- Born: April 10, 1929 Bennington, Vermont, U.S.
- Died: July 2, 2008 (aged 79) United States
- Occupation: Intelligence analyst

= Donald Graves (Kremlinologist) =

Donald Edward Graves (Mr. X) (April 10, 1929 – July 2, 2008) was a State Department analyst who specialized in studying the government of the USSR. As a Kremlinologist, Donald Graves tracked the personal history of individual Soviet officials. These files, profiled in the 1982 Washington Post story, "The Secret Files of Mr. X" consisted of hard-copy database of over 1600 index cards that held all of the information the US Government had on prominent political figures of the Soviet Union. During the 1970s and 1980s, it was a critical source of information for U.S. officials tracking the political situation of their Cold War rivals. Graves died on July 2, 2008.

==Early life==
Donald Graves was born April 10, 1929, in Rose Manor in Bennington, Vermont, where he grew up next door to poet Robert Frost. He had three siblings. He was the son of Frederick O. Graves Jr. and Marion Towsley Graves Potter.

He later graduated Phi Beta Kappa from Dickinson College in Carlisle, PA in 1953. He was awarded a master's degree from Harvard University in 1955.
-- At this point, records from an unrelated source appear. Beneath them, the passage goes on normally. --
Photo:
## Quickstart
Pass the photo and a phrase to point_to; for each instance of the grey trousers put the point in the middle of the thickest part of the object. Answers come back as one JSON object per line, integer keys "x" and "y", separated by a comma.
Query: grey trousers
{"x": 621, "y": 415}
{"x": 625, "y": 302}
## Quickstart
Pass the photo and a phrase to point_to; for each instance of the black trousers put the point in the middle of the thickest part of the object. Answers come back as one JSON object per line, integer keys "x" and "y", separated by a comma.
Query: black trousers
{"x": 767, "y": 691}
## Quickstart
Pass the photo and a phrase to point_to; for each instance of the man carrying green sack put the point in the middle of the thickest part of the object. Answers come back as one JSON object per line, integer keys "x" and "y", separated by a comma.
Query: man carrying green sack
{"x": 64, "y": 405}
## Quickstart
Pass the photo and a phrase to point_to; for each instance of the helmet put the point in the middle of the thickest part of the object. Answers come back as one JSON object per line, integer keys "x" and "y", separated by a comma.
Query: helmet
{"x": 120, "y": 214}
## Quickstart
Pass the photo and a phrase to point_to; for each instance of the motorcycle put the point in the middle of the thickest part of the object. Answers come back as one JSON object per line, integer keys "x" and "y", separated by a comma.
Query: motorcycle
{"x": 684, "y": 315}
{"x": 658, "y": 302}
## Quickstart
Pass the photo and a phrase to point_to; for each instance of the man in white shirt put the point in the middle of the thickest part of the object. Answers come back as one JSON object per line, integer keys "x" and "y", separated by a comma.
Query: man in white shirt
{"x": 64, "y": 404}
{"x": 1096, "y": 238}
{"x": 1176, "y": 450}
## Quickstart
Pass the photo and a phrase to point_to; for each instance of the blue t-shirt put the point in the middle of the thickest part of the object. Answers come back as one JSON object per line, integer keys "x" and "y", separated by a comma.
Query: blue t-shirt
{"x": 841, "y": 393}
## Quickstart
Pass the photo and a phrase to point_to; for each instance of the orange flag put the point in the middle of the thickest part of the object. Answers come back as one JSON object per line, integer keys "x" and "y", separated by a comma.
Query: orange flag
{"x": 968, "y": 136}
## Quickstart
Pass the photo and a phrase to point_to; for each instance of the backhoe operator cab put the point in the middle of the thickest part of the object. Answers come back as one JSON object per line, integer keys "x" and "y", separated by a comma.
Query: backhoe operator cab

In 1975, he married the criminologist and Sovietologist Louise Shelley, with whom he had two children before the marriage was dissolved.

== Career ==
Donald E. Graves also edited the "Survey of the Soviet Press", for a decade, at the Central Intelligence Agency before being transferred to the US Department of State. From 1974 to 1976, Graves was at the U.S. Embassy in Moscow as first secretary and head of the internal affairs branch of the political section. While there, Graves was one of the number of State Department officials to secretly assist Norton Dodge, a Maryland college professor, to collect 20,000 pieces of art by dissident Soviet artists and smuggle them out of the Soviet Union. The art, much of which is now on display at Rutgers University, and its retrieval were the subject of author John McPhee's "The Ransom of Russian Art" (1994).